Think high fashion. Think Vogue Italia. Think energetic and unique; daring and special. Think…Walmart. Recordscratch! If only consumer dissonance were enough to make this season exciting. Here’s a protip, reality show producers: When the host, creator, and one of the EPs of your show says, during an episode, “you’re making this so not interesting!,” that’s a bad bad sign. But let’s start at the very beginning. It’s a very good place to start.
Bang! Crazy expansion! Density! Solar systems! Primordial soup. Single-cell organisms. Sea creatures take to the land… Okay, okay, I’ll cut to the modeling. I’m resorting to jokes about the origins of the universe, you guys — that’s how little there is to say about this episode. (Next week, I’ll do all my pangea material. Tip your waitress, etc.) It wasn’t a bad episode, or a headscratcher like last week: It was just…blah. At what point can a contest show invoke the mercy rule and just let everyone else go home?
We started with Kayla getting what we’re going to start calling “the adios edit.” When someone has the first confessional of the episode, when she goes on and on about how badly she wants to win, when she gets more but not better screentime than the other modeltestants, it’s time to be afraid.
Ann confessionalized that her confidence was soaring thanks to finally believing that she was beautiful. She didn’t seem all that confident, but it’s really tough not to root for her.
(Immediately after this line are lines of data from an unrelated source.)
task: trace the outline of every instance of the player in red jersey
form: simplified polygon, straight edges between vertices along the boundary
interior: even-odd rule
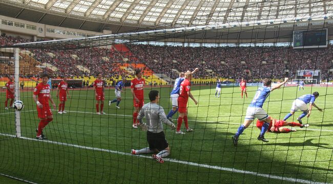
[[[58,85],[58,89],[57,91],[57,94],[56,96],[59,96],[60,100],[60,104],[59,104],[59,111],[58,113],[62,114],[63,113],[66,114],[66,112],[65,110],[65,103],[67,100],[67,97],[70,98],[69,92],[68,92],[68,84],[67,84],[67,80],[64,78],[63,81],[59,83]]]
[[[246,81],[244,80],[244,78],[242,78],[242,81],[239,83],[239,89],[242,91],[242,98],[243,98],[243,92],[245,92],[245,95],[246,95],[246,98],[247,98]]]
[[[195,105],[198,104],[198,101],[196,100],[191,93],[191,79],[192,77],[192,74],[190,71],[185,73],[185,79],[180,84],[180,89],[179,91],[179,96],[178,99],[178,112],[179,112],[179,117],[177,121],[177,131],[176,134],[183,134],[184,132],[180,130],[181,123],[184,120],[185,122],[185,127],[186,132],[192,132],[193,129],[189,127],[189,122],[188,120],[188,110],[187,105],[189,100],[189,96],[193,100]]]
[[[287,128],[283,128],[282,127],[290,126],[290,127],[299,127],[300,128],[308,127],[309,124],[301,124],[296,122],[287,122],[283,120],[278,120],[273,119],[273,117],[269,117],[270,118],[270,123],[267,129],[268,132],[274,132],[276,133],[289,133],[290,132],[296,132],[295,129],[289,129]],[[257,121],[257,127],[260,130],[261,130],[262,125],[264,124],[263,121],[258,120]]]
[[[131,92],[133,95],[133,106],[135,109],[133,112],[133,125],[134,128],[138,128],[138,121],[137,116],[140,110],[143,106],[143,86],[144,86],[144,79],[142,78],[142,72],[141,70],[135,70],[135,75],[136,78],[131,81]]]
[[[96,100],[97,100],[96,103],[96,111],[97,114],[105,114],[103,112],[103,107],[104,107],[104,81],[102,80],[102,74],[98,73],[97,79],[94,81],[94,88],[95,88],[95,96]],[[98,109],[99,107],[99,102],[100,101],[100,112]]]
[[[43,130],[45,127],[53,119],[52,112],[49,105],[49,100],[53,106],[54,109],[56,108],[55,104],[52,99],[50,91],[51,88],[48,84],[49,80],[49,75],[47,74],[42,74],[40,76],[41,83],[38,84],[33,91],[32,98],[37,104],[37,112],[38,117],[40,119],[39,124],[38,125],[37,136],[37,139],[44,139],[46,138],[43,133]]]
[[[14,98],[15,97],[14,95],[14,91],[15,91],[15,85],[14,84],[14,77],[11,76],[9,77],[9,80],[6,83],[6,88],[7,90],[6,90],[6,100],[5,101],[5,109],[8,110],[8,107],[7,105],[8,105],[8,99],[10,99],[10,103],[9,104],[9,107],[12,107],[13,105],[13,102],[14,101]]]

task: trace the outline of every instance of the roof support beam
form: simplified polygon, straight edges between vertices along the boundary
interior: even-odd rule
[[[262,9],[264,8],[264,3],[266,0],[261,0],[261,3],[260,3],[260,8],[259,9],[259,13],[258,15],[258,20],[261,19],[261,15],[262,14]]]
[[[109,9],[108,9],[108,10],[105,12],[104,15],[103,15],[103,21],[106,20],[108,17],[109,17],[109,16],[110,16],[110,14],[111,14],[111,12],[112,12],[116,9],[116,8],[119,6],[120,3],[121,3],[121,1],[117,0],[115,1],[113,3],[112,3],[111,6],[110,6],[110,7],[109,7]]]
[[[229,16],[229,13],[230,13],[230,12],[232,10],[231,8],[233,7],[233,5],[234,5],[234,3],[235,3],[235,0],[230,1],[230,3],[229,3],[229,6],[228,6],[228,9],[226,10],[226,12],[224,14],[224,17],[223,17],[223,24],[226,23],[226,19],[228,18],[228,16]]]
[[[155,25],[158,25],[159,24],[160,22],[161,22],[161,19],[164,16],[164,15],[165,14],[167,11],[170,8],[170,7],[171,7],[171,5],[172,5],[175,1],[175,0],[169,0],[169,2],[168,2],[167,5],[165,5],[165,7],[163,9],[161,13],[158,15],[158,17],[157,17],[156,21],[155,22]]]
[[[214,5],[213,5],[213,7],[212,7],[212,9],[211,9],[210,14],[207,16],[207,19],[206,20],[206,25],[207,25],[211,21],[211,19],[213,16],[213,14],[215,12],[215,10],[216,9],[217,6],[219,5],[219,3],[220,3],[220,0],[215,0],[215,3],[214,3]]]
[[[190,1],[185,1],[184,2],[184,3],[183,3],[183,5],[181,5],[181,7],[180,7],[180,9],[179,9],[179,10],[178,11],[178,12],[177,12],[177,14],[176,14],[176,16],[175,16],[175,18],[174,18],[173,21],[172,21],[172,24],[171,24],[171,26],[174,26],[175,24],[176,24],[176,22],[178,20],[178,18],[179,18],[179,16],[180,16],[180,15],[181,15],[181,13],[183,12],[184,11],[184,9],[185,9],[185,8],[189,5],[189,3],[190,3]]]
[[[94,3],[89,6],[89,8],[86,11],[86,12],[85,13],[85,16],[87,17],[90,15],[90,13],[94,11],[95,8],[96,8],[96,7],[100,3],[100,2],[102,1],[102,0],[95,0],[94,1]]]
[[[243,22],[244,19],[244,17],[245,16],[245,14],[246,13],[246,9],[247,8],[247,6],[248,6],[248,3],[249,0],[246,0],[245,2],[245,6],[243,7],[243,12],[242,13],[242,16],[240,18],[240,22]]]
[[[46,4],[45,4],[45,9],[48,10],[49,10],[50,8],[51,8],[51,7],[52,7],[52,6],[54,5],[54,4],[55,3],[55,2],[57,2],[57,0],[49,0],[48,3]]]
[[[130,5],[130,7],[127,9],[125,13],[124,13],[121,18],[120,18],[120,22],[123,22],[126,18],[127,18],[129,15],[130,15],[130,13],[134,9],[134,8],[135,8],[135,6],[138,5],[139,2],[140,2],[140,0],[135,0],[131,5]]]
[[[193,13],[192,17],[191,17],[191,19],[190,19],[190,22],[189,22],[189,26],[191,26],[192,25],[192,23],[193,23],[193,21],[194,21],[194,18],[195,18],[197,17],[197,15],[198,15],[198,13],[199,13],[200,9],[202,7],[202,5],[203,5],[204,2],[205,1],[203,0],[203,1],[200,1],[200,2],[199,3],[199,5],[198,5],[197,8],[195,9],[195,10],[194,11],[194,13]]]
[[[150,10],[153,8],[153,7],[157,3],[157,0],[153,0],[151,2],[150,2],[150,4],[147,7],[147,8],[146,8],[144,11],[143,11],[143,13],[142,13],[142,15],[140,16],[140,18],[138,19],[138,24],[141,24],[143,19],[144,19],[144,17],[145,17],[146,16],[147,16],[147,14],[148,14],[148,12],[150,11]]]
[[[80,2],[80,0],[74,0],[67,7],[66,10],[65,10],[65,12],[66,13],[69,13],[73,10],[73,9],[77,5],[77,4]]]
This week’s challenge: Go to Walmart and form a union. I’m sorry, I meant go to Walmart, sit in a tent, and shill for Cover Girl. How easy and breezy. The women were broken up into teams of three, and each group had to demonstrate some aspect of superior eye-makeup nonsense. The whole thing seemed sort of weird and degrading, and it was made all the moreso by Nigel sleazily getting the crowd to talk shizz about the women. His weird glee at showing the contestants their critiques seemed mean. Also, Derek Blasberg was there.
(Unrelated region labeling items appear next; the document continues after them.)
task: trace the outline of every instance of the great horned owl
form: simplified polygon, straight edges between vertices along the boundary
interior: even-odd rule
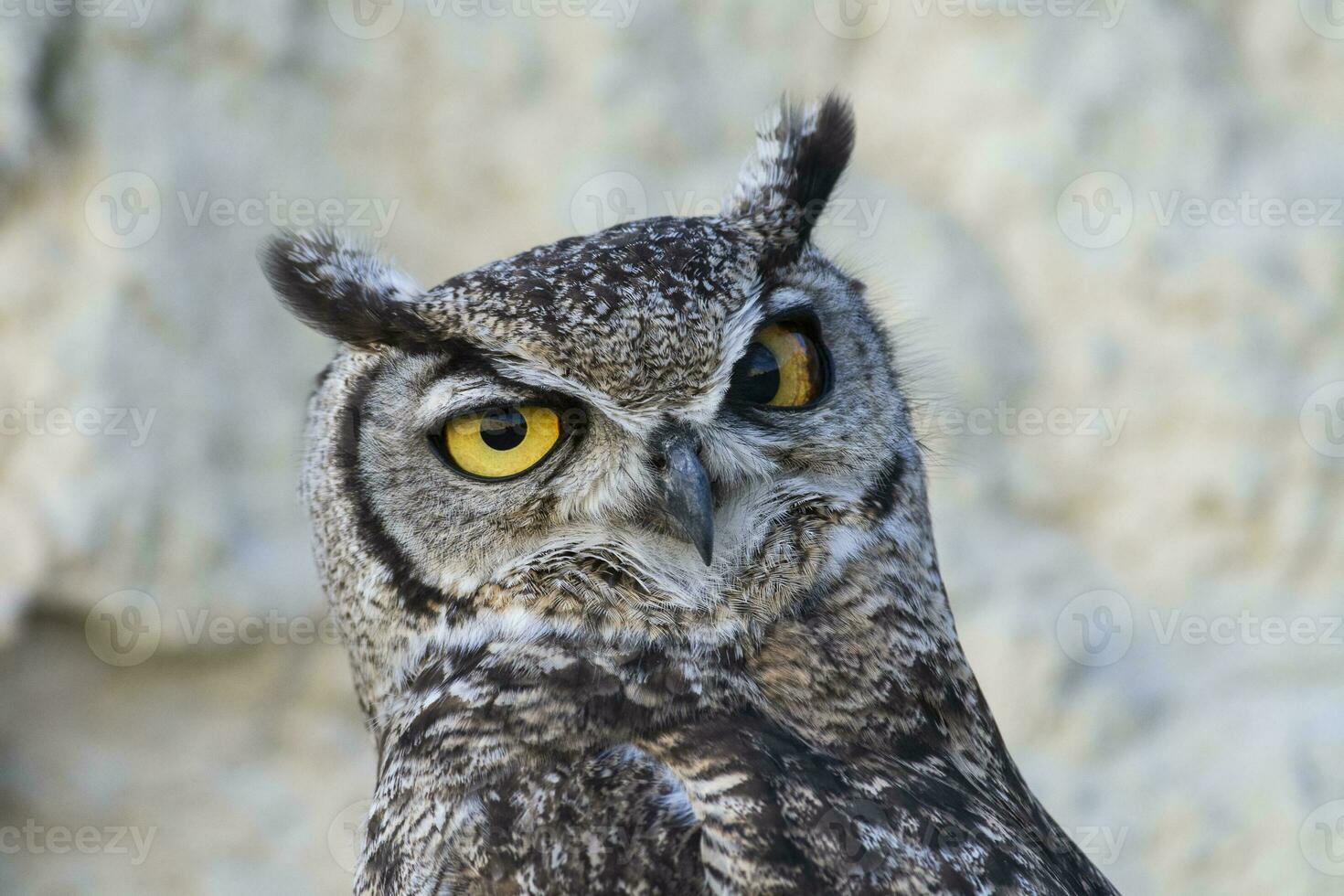
[[[378,746],[359,893],[1111,893],[953,627],[864,285],[853,146],[767,116],[723,214],[434,289],[262,254],[341,348],[304,494]]]

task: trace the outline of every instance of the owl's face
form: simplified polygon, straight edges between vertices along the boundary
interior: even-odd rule
[[[829,193],[848,110],[770,128],[728,215],[427,292],[331,235],[271,246],[281,296],[345,344],[308,492],[339,481],[409,610],[712,641],[800,599],[918,469],[863,286],[808,240],[820,208],[798,191],[827,177],[805,167]]]

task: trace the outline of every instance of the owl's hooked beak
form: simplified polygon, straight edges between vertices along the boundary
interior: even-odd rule
[[[714,493],[695,439],[676,433],[663,446],[663,509],[710,566],[714,559]]]

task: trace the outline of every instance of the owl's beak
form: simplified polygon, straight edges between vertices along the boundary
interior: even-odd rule
[[[714,493],[694,439],[676,434],[663,447],[663,509],[710,566],[714,559]]]

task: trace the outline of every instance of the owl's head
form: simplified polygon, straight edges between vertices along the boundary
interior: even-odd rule
[[[714,641],[862,548],[922,473],[864,286],[812,244],[852,146],[845,102],[782,106],[722,215],[427,290],[332,234],[273,240],[276,292],[341,344],[305,493],[353,637],[405,613]]]

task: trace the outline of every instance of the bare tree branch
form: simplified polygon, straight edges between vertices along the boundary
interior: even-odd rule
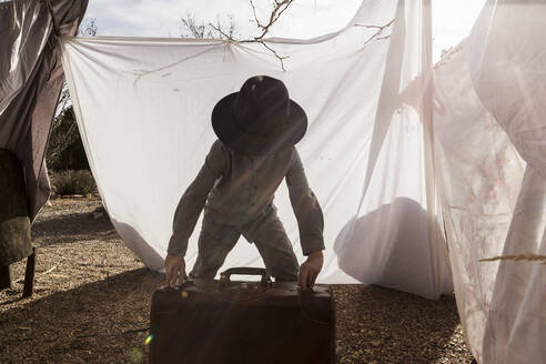
[[[382,40],[382,39],[387,39],[391,37],[391,34],[388,36],[384,36],[384,37],[378,37],[381,36],[381,33],[383,33],[383,30],[385,30],[386,28],[391,27],[393,23],[394,23],[394,20],[391,20],[390,22],[387,22],[386,24],[384,26],[367,26],[367,24],[355,24],[355,27],[363,27],[363,28],[370,28],[370,29],[377,29],[377,31],[375,33],[372,34],[372,37],[370,37],[365,42],[364,42],[364,46],[370,43],[371,41],[373,41],[374,39],[375,40]]]
[[[263,24],[260,22],[260,19],[257,19],[257,13],[256,13],[256,7],[254,6],[254,2],[250,0],[250,4],[252,7],[252,12],[254,13],[254,21],[256,22],[257,28],[262,30],[262,34],[259,37],[254,37],[255,40],[261,40],[263,39],[267,32],[270,31],[270,28],[279,20],[281,14],[289,9],[289,7],[292,4],[294,0],[274,0],[275,2],[273,3],[273,10],[271,11],[270,14],[270,20],[266,24]]]

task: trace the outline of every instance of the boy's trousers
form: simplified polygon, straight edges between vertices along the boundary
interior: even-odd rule
[[[300,265],[275,208],[244,225],[218,223],[213,213],[205,211],[190,277],[213,279],[241,235],[256,245],[265,269],[276,281],[297,281]]]

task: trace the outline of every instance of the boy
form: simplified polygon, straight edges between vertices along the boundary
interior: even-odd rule
[[[174,213],[164,262],[166,284],[185,277],[188,240],[204,208],[190,277],[213,279],[242,234],[256,245],[276,281],[297,280],[301,289],[311,289],[323,264],[324,222],[294,148],[307,128],[305,112],[289,98],[282,81],[259,75],[216,103],[212,127],[219,140]],[[273,204],[283,179],[307,256],[300,270]]]

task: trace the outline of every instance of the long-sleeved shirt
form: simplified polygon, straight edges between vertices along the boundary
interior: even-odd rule
[[[324,250],[322,210],[307,184],[296,149],[253,156],[236,153],[216,140],[198,176],[180,199],[169,254],[185,254],[203,208],[216,222],[226,225],[243,225],[266,214],[274,209],[274,193],[284,178],[303,254]]]

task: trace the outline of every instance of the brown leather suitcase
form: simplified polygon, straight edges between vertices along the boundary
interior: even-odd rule
[[[259,274],[260,282],[231,282]],[[195,280],[155,291],[150,363],[334,364],[332,291],[275,282],[263,269],[231,269],[220,281]]]

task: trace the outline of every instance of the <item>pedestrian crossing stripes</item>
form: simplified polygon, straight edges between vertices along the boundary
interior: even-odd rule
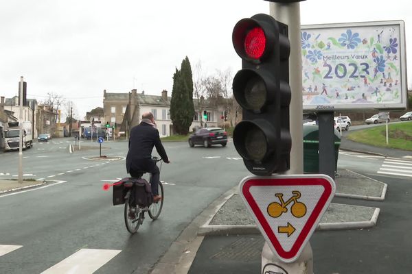
[[[91,274],[121,251],[111,249],[80,249],[41,274]]]
[[[22,245],[0,245],[0,257]],[[122,252],[115,249],[82,249],[46,269],[41,274],[92,274]]]
[[[412,177],[412,161],[387,158],[377,173]]]

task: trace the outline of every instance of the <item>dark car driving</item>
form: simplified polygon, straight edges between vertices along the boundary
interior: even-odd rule
[[[225,147],[227,143],[227,134],[220,127],[207,127],[197,129],[189,137],[190,147],[195,145],[202,145],[209,147],[212,145],[221,145]]]

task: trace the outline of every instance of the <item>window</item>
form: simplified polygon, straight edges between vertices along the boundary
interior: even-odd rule
[[[161,134],[166,135],[166,125],[161,125]]]
[[[193,116],[193,121],[199,121],[199,113],[194,112],[194,116]]]
[[[154,120],[157,119],[157,110],[155,108],[152,109],[152,113],[153,114],[153,117]]]

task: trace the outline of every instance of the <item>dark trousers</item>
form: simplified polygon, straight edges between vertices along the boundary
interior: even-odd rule
[[[159,184],[160,184],[160,171],[156,162],[152,159],[137,159],[132,163],[129,173],[132,177],[139,177],[139,173],[150,173],[150,186],[153,196],[159,195]]]

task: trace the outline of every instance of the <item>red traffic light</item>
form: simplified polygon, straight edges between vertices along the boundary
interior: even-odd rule
[[[266,47],[266,36],[261,27],[250,30],[244,38],[244,51],[252,59],[260,59]]]

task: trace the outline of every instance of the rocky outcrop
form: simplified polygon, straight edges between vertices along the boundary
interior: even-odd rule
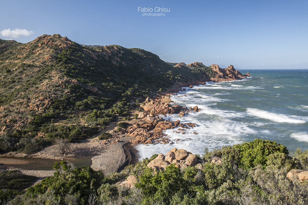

Kacey, Esther, and Kayla won the challenge, thanks partially to Kacey’s solid presentation skills. Oh, she was hellaciously irritating, but she knew exactly how to work the crowd. Liz was jealous and grumpy, and whined “I could have won, but I’m not fake.” Uh, learn how to get fake, Liz! It’s called “marketing,” and no one cares about how “real” you are. It’s not America’s Next Top Honest Person. (Can we please have that show, though? ANTHP could have, say, ethical challenges about balancing honesty with kindness [do you tell someone their outfit is unflattering?], or whether you tell someone if you cheated on them [it only makes you feel better!]. Call me, CW powers that be. Let’s be the change we want to see, etc.)